The possibility of caffeine dependence questions many people. While caffeine in coffee is a mild central nervous system stimulant, preclinical studies showed that caffeine does not stimulate dopaminergic transmission in the shell of the nucleus accumbens, which would be the characteristic and specific feature of drugs of dependence.25 ,26 Likewise, human imaging studies show that caffeine does not activate the brain circuit of dependence and reward.27 Many data suggest that moderate coffee drinkers do not develop a physical dependence to caffeine.

However, the American Psychiatric Association has added caffeine withdrawal to the list of symptoms in Diagnostic and Statistical Manual of Mental Disorders, 5th edn.

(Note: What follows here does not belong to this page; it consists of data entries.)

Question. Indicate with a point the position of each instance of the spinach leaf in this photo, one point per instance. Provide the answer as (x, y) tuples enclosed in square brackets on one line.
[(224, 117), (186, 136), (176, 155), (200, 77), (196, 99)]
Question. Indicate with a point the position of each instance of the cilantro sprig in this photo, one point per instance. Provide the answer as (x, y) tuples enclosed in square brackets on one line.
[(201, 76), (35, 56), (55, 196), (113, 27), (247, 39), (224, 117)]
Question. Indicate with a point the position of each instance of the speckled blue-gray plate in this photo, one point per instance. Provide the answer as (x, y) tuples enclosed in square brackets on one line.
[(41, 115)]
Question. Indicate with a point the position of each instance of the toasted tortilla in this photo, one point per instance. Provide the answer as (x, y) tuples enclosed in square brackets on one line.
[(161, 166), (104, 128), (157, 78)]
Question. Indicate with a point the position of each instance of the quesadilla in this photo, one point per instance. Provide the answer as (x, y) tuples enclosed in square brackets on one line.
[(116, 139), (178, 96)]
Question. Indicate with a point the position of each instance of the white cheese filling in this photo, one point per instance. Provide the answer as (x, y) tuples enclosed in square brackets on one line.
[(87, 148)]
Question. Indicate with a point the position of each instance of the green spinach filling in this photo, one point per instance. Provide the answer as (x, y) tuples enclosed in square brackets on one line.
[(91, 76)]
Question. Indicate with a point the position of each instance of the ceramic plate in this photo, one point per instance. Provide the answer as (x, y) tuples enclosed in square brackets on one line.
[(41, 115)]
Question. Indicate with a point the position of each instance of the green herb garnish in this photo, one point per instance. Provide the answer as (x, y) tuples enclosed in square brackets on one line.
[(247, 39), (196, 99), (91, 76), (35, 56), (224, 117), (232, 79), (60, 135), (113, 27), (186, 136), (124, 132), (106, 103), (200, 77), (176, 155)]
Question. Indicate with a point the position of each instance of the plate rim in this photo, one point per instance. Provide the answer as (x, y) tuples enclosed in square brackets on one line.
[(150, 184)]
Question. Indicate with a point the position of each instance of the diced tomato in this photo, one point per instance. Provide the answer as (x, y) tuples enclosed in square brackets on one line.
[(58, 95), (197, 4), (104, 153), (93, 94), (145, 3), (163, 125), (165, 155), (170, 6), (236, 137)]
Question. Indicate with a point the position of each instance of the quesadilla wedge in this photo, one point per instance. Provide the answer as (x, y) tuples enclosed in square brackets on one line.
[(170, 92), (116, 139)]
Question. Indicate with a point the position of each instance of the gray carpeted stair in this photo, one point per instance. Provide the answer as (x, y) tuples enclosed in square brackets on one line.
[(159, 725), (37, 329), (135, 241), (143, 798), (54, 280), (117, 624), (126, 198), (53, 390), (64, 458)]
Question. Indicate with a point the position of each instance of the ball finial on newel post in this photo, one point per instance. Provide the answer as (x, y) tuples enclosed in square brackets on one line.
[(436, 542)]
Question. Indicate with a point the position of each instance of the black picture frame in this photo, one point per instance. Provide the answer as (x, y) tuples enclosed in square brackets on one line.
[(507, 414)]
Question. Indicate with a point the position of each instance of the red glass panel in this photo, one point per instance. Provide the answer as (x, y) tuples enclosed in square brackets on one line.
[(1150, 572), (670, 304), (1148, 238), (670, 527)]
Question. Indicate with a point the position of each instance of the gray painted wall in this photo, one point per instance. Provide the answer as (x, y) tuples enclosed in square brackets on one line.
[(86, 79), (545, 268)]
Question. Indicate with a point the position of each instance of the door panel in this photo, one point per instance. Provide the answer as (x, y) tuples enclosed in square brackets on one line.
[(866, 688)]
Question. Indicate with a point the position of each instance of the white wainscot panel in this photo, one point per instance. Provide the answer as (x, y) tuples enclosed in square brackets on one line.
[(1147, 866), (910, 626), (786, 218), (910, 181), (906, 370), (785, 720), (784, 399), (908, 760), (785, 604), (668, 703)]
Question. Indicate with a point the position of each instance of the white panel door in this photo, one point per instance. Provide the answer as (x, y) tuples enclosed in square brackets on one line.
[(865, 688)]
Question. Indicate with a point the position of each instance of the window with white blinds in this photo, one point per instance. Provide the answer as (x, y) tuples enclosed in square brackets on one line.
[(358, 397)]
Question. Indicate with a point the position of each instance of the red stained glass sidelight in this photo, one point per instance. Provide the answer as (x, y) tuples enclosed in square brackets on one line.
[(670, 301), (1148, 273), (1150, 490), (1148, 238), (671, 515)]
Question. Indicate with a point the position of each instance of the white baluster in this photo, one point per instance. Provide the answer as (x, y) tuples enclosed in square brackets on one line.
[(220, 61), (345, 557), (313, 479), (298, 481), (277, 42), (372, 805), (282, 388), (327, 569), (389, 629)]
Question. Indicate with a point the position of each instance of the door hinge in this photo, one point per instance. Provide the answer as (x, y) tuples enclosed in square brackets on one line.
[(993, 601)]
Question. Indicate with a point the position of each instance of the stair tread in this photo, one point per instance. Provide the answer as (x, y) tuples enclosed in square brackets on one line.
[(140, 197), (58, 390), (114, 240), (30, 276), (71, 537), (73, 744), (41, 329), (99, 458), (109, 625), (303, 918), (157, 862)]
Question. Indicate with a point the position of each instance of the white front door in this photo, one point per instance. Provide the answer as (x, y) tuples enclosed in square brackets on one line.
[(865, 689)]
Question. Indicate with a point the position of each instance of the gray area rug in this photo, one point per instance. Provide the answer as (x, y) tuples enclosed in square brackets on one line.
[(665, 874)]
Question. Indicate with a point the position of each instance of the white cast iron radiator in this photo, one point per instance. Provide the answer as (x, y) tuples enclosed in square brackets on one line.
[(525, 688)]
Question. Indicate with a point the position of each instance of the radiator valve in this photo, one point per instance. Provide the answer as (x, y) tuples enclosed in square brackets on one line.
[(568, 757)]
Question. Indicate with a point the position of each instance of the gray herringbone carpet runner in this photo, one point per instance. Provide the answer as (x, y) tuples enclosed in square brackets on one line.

Some people experience symptoms after abruptly stopping caffeine. Those tend to occur 12–24 h after stopping caffeine and translate mainly into headaches, drowsiness and feeling of fatigue, but usually do not last >48 h. They can be avoided by gradually reducing intake.

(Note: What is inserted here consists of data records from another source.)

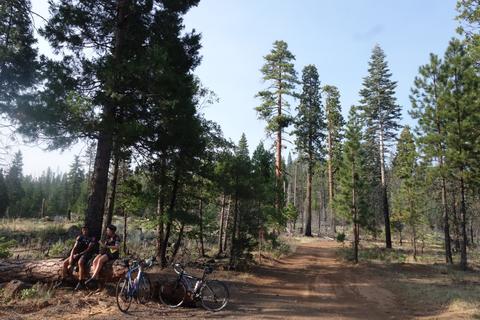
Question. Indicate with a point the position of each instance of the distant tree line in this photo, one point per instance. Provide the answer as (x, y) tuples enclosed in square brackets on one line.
[(124, 78)]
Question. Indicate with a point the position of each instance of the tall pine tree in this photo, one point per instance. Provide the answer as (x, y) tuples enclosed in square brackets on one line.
[(461, 124), (310, 131), (350, 200), (381, 114), (4, 201), (407, 199), (428, 107), (18, 57), (278, 71)]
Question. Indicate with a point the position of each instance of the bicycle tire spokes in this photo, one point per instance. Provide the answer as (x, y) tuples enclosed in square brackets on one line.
[(214, 295)]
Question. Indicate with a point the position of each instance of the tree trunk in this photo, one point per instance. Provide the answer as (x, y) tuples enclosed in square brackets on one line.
[(330, 181), (471, 233), (463, 211), (456, 224), (446, 223), (177, 244), (163, 253), (308, 227), (125, 232), (222, 222), (96, 200), (202, 247), (295, 193), (227, 219), (111, 199), (414, 241), (42, 212), (233, 248), (386, 212), (355, 217), (160, 209), (50, 270)]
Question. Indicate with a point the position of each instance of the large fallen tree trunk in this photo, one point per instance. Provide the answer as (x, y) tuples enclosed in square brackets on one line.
[(50, 270)]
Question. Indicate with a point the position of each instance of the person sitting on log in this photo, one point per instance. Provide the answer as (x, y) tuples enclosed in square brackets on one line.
[(112, 252), (81, 253)]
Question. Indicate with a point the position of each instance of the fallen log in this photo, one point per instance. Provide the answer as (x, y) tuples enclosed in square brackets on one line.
[(50, 270)]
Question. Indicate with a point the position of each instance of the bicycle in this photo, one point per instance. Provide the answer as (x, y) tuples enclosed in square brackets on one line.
[(212, 294), (137, 288)]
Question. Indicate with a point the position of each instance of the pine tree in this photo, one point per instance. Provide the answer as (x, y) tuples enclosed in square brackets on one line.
[(4, 201), (381, 114), (18, 64), (469, 18), (74, 182), (128, 63), (461, 124), (335, 123), (428, 108), (281, 76), (407, 198), (350, 200), (14, 184), (309, 131), (241, 190)]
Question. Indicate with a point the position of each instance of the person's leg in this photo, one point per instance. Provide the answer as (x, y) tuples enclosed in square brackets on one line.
[(81, 273), (66, 262), (81, 268), (100, 263)]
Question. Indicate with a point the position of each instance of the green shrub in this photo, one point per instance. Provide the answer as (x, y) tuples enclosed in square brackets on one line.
[(5, 246), (341, 237), (51, 232), (61, 248)]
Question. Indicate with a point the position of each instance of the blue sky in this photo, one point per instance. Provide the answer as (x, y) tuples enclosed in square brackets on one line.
[(335, 35)]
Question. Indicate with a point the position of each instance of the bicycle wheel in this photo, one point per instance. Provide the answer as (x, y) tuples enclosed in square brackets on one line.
[(172, 293), (124, 299), (144, 290), (214, 295)]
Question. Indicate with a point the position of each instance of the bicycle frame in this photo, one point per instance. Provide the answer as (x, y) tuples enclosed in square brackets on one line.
[(133, 285)]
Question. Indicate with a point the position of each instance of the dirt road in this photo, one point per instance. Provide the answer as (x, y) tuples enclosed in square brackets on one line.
[(309, 284)]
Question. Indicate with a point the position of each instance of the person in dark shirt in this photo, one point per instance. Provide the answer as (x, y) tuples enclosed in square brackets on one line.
[(112, 252), (80, 254)]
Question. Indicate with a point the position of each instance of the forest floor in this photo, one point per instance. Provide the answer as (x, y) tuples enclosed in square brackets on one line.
[(311, 283)]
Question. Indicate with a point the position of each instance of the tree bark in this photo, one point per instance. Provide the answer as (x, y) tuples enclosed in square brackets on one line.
[(233, 247), (125, 232), (173, 200), (202, 247), (330, 180), (463, 211), (222, 222), (177, 244), (50, 270), (96, 200), (386, 211), (227, 219), (111, 199), (308, 226), (355, 216), (456, 224), (446, 223)]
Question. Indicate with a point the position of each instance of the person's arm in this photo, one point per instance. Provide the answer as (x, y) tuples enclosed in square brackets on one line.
[(116, 246), (72, 253), (90, 246)]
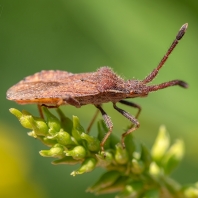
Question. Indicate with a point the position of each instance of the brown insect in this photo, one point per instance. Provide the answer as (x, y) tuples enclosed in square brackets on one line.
[(55, 88)]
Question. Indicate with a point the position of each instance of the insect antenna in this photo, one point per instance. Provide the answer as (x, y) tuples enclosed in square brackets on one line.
[(179, 36)]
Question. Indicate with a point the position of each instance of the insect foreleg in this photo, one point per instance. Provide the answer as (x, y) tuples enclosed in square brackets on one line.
[(108, 123), (131, 104)]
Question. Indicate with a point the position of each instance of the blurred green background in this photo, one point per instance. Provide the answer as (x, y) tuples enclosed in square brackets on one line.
[(80, 36)]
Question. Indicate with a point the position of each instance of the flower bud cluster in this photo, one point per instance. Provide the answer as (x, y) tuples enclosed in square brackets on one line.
[(131, 172)]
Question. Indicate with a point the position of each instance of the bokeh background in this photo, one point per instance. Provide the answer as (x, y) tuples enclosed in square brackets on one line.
[(80, 36)]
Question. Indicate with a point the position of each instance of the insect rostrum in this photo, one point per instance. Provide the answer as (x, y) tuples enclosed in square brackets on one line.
[(55, 88)]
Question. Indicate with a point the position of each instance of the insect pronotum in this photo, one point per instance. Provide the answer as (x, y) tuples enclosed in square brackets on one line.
[(55, 88)]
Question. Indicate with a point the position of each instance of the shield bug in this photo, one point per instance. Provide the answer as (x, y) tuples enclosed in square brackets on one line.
[(55, 88)]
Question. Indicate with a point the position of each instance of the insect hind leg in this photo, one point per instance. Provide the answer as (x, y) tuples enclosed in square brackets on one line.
[(134, 121)]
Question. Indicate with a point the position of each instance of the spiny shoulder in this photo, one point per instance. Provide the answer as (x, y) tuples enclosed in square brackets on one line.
[(47, 76), (108, 79)]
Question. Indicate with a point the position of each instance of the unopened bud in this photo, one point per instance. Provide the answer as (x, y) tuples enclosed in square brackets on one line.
[(23, 119), (77, 152), (66, 160), (93, 144), (66, 123), (102, 130), (137, 166), (38, 125), (131, 190), (105, 161), (87, 166), (64, 138), (56, 151), (77, 129), (161, 144), (107, 179), (52, 122), (173, 156), (121, 155)]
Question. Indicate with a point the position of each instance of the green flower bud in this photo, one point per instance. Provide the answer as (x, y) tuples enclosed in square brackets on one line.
[(48, 142), (64, 138), (154, 169), (56, 151), (102, 130), (105, 161), (161, 144), (23, 119), (121, 155), (93, 144), (77, 152), (131, 190), (145, 156), (87, 166), (66, 123), (154, 193), (130, 144), (173, 156), (117, 186), (190, 191), (66, 160), (52, 122), (38, 125), (77, 129), (107, 179), (137, 166)]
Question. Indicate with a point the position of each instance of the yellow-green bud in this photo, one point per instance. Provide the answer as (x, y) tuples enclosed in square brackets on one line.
[(102, 130), (87, 166), (77, 152), (52, 122), (107, 179), (66, 160), (23, 119), (39, 126), (121, 155), (66, 123), (161, 144), (173, 156), (137, 166), (131, 190), (93, 144), (55, 151), (64, 138), (105, 161), (77, 129), (48, 142)]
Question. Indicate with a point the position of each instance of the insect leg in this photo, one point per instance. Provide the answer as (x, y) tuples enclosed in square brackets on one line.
[(131, 104), (109, 124), (167, 84), (131, 118), (40, 110), (92, 120), (72, 101)]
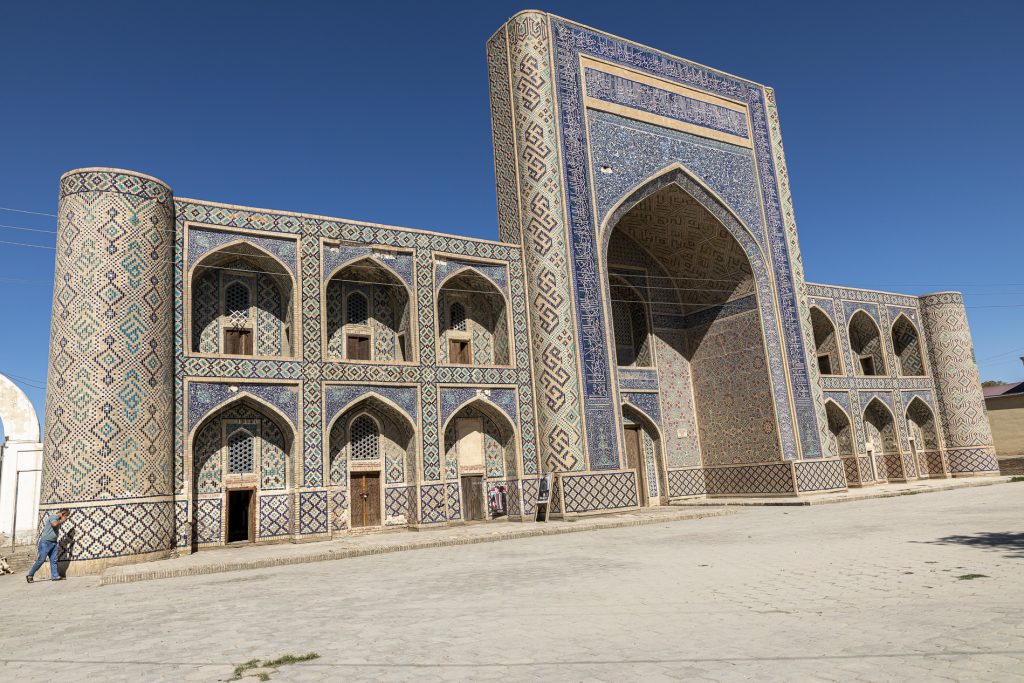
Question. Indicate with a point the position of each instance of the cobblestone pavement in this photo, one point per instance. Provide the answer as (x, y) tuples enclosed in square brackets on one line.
[(872, 590)]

Caffeine acts as a reinforcer, meaning it is able to wipe out unpleasant effects due to withdrawal. However, the underlying mechanisms are not clearly understood. The doses of caffeine in tea and coffee appear high enough to act as reinforcers since people look for them in case of withdrawal symptoms, and a dose of 25–50 mg caffeine per cup of coffee already acts as a reinforcer. However, the possible reinforcing effects of coffee unrelated to caffeine—but related to smell, taste and social environment that usually accompany coffee consumption—may be everyday motivators for consumption of caffeine-containing or caffeine-free coffee drinks.26

Caffeine and children/adolescents

There are few data on the effects of caffeine in children. About 10% of 12–19 year olds exceed the daily intake of 2.5 mg/kg suggested by Health Canada.28 However, high caffeine intake in children as young as 12 has consequences on sleep, similar to those in adults. Of particular interest, caffeine gives a dose-dependent decrease in the percentage of time spent in slow-wave or deep sleep and alters the temporal organisation of REM/non-REM sleep. Adolescents consuming caffeine may report morning and daytime sleepiness. Both slow-wave sleep and REM sleep play a prominent role in learning and memory consolidation and daytime sleepiness inversely correlates with academic achievement. High and regular caffeine adolescent users seem to develop a cycle in which disturbed sleep linked to caffeine consumption induces sleepiness, which then leads to increased caffeine intake. High caffeine intake frequently coexists with other behaviours that negatively affect sleep, such as late evening electronic and computer technology use, mostly in adolescents. Some studies also suggest that adolescents may use caffeine to regulate mood and/or help to alleviate depression.29

Effects of caffeine on the diseased and ageing brain

Coffee/caffeine and headaches/migraines

A recent Cochrane review that included 20 studies (4262 participants) analysed 25 comparisons using a common analgesic (paracetamol, ibuprofen or aspirin) plus caffeine versus the same dose of analgesic alone.30 Most studies reported the association of acetaminophen or ibuprofen with 100–130 mg caffeine. The proportion of participants with at least 50% of the maximum pain relief after analgesic plus caffeine was 45% compared with 37% after the analgesic alone. The RR for the addition of caffeine was 1.2 and the calculated number needed to treat to benefit from adding caffeine was 13, which is high quality evidence. In migraine, a commonly used effective association is acetaminophen/aspirin/caffeine 500/500/130 mg. Altogether, the addition of at least 100 mg caffeine to commonly used dose(s) of classical analgesic(s) appears to increase the likelihood of achieving a good level of pain relief.30

Caffeine is also occasionally used in low-pressure headache, but there are no clinical trial data to determine effective doses and potential combinations with other analgesics.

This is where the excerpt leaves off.